CONTRIBUTING.md•4.21 kB
# Contributing to Crawl4AI MCP Server
Thank you for your interest in contributing to the Crawl4AI MCP Server! This document provides guidelines and instructions for contributing to the project.
## Table of Contents
- [Contributing to Crawl4AI MCP Server](#contributing-to-crawl4ai-mcp-server)
- [Table of Contents](#table-of-contents)
- [Code of Conduct](#code-of-conduct)
- [Getting Started](#getting-started)
- [Development Workflow](#development-workflow)
- [Pull Request Process](#pull-request-process)
- [Coding Standards](#coding-standards)
- [Commit Message Guidelines](#commit-message-guidelines)
- [Testing](#testing)
- [Documentation](#documentation)
- [Branch Strategy](#branch-strategy)
- [Release Process](#release-process)
- [Thank You](#thank-you)
## Code of Conduct
By participating in this project, you are expected to uphold our Code of Conduct. Please report unacceptable behavior to project maintainers.
## Getting Started
1. Fork the repository on GitHub
2. Clone your fork to your local machine
3. Set up the development environment as described in the [README.md](README.md)

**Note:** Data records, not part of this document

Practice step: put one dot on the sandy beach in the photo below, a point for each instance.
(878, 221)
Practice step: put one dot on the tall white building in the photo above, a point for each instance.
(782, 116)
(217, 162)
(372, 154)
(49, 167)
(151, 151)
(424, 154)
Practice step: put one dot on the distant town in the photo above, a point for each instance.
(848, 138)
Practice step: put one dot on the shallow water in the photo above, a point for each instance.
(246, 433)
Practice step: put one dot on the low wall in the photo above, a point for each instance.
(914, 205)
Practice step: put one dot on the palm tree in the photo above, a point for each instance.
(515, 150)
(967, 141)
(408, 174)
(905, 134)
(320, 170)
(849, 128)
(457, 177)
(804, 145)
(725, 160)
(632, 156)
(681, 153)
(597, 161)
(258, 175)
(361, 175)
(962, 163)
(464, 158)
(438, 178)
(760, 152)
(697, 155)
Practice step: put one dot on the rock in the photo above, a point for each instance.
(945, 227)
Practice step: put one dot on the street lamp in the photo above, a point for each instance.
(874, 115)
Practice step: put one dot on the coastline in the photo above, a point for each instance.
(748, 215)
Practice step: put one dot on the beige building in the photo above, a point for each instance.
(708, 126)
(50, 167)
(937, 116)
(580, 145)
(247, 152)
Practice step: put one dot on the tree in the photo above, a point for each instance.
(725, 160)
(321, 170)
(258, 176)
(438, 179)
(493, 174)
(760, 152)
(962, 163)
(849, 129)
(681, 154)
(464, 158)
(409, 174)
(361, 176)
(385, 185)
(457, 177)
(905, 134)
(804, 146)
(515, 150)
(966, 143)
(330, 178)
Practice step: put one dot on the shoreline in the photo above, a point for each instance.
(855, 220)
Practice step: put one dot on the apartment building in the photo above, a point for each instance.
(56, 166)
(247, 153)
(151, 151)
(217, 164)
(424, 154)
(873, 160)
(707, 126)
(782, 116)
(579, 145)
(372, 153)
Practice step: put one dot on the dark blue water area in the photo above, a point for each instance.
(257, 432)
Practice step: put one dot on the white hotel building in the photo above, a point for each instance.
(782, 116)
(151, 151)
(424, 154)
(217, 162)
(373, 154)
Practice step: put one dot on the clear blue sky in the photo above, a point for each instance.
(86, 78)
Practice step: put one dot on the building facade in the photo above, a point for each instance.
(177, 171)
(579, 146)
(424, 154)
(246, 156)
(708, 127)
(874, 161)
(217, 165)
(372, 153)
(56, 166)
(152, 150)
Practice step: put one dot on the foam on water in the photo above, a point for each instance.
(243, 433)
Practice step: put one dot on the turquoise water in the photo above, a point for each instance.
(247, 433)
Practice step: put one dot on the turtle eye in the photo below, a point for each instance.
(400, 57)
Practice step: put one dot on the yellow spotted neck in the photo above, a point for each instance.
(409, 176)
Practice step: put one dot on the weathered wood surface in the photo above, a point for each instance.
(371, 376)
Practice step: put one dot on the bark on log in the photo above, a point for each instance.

4. Create a new branch for your feature or bugfix
## Development Workflow
1. Choose an existing issue to work on or create a new one
2. Comment on the issue to let others know you're working on it
3. Create a new branch with a descriptive name:
```bash
git checkout -b feature/feature-name
# or
git checkout -b fix/bug-name
```
4. Make your changes, following the coding standards
5. Add tests for new functionality
6. Run the existing tests to ensure nothing breaks
7. Commit your changes following the commit message guidelines
8. Push your branch to your fork
9. Create a pull request
## Pull Request Process
1. Ensure your code follows the project's coding standards
2. Update the README.md with details of changes if applicable
3. The PR should work with the current codebase and pass all tests
4. Add a clear description of the changes made and reference any related issues
5. Wait for review from a maintainer
## Coding Standards
- Use TypeScript for all code
- Follow existing code style and patterns
- Use meaningful variable and function names
- Add comments for complex logic
- Keep functions small and focused on a single responsibility
- Use interfaces for type definitions
- Prefer immutable data structures
## Commit Message Guidelines
Follow the Conventional Commits format:
```plaintext
<type>(<scope>): <description>
[optional body]
[optional footer(s)]
```
Types:
- `feat`: A new feature
- `fix`: A bug fix
- `docs`: Documentation only changes
- `style`: Changes that do not affect the meaning of the code
- `refactor`: A code change that neither fixes a bug nor adds a feature
- `perf`: A code change that improves performance
- `test`: Adding missing tests or correcting existing tests
- `chore`: Changes to the build process or auxiliary tools
Examples:
- `feat(tool-schemas): Add crawl4ai_scrape schema`
- `fix(oauth): Fix token validation logic`
- `docs: Update installation instructions`
## Testing
- Write tests for all components
- Test error cases as well as happy paths
- Use mock objects for external dependencies
- Run tests locally before submitting a PR:
```bash
npm test
```
## Documentation
- Update documentation for any API changes
- Document any new features or changed behavior
- Keep the README.md up to date
- Add code examples where appropriate
- Document complex logic with comments
## Branch Strategy
- The `main` branch is the default branch and should always be stable
- Create feature branches from `main`
- Name branches according to what they implement (`feature/component-name` or `fix/issue-name`)
- Create pull requests to merge your changes back to `main`
## Release Process
Releases are managed by the maintainers and follow semantic versioning:
- MAJOR version when you make incompatible API changes
- MINOR version when you add functionality in a backwards compatible manner
- PATCH version when you make backwards compatible bug fixes
## Thank You
Your contributions to open source, large or small, make projects like this possible. Thank you for taking the time to contribute.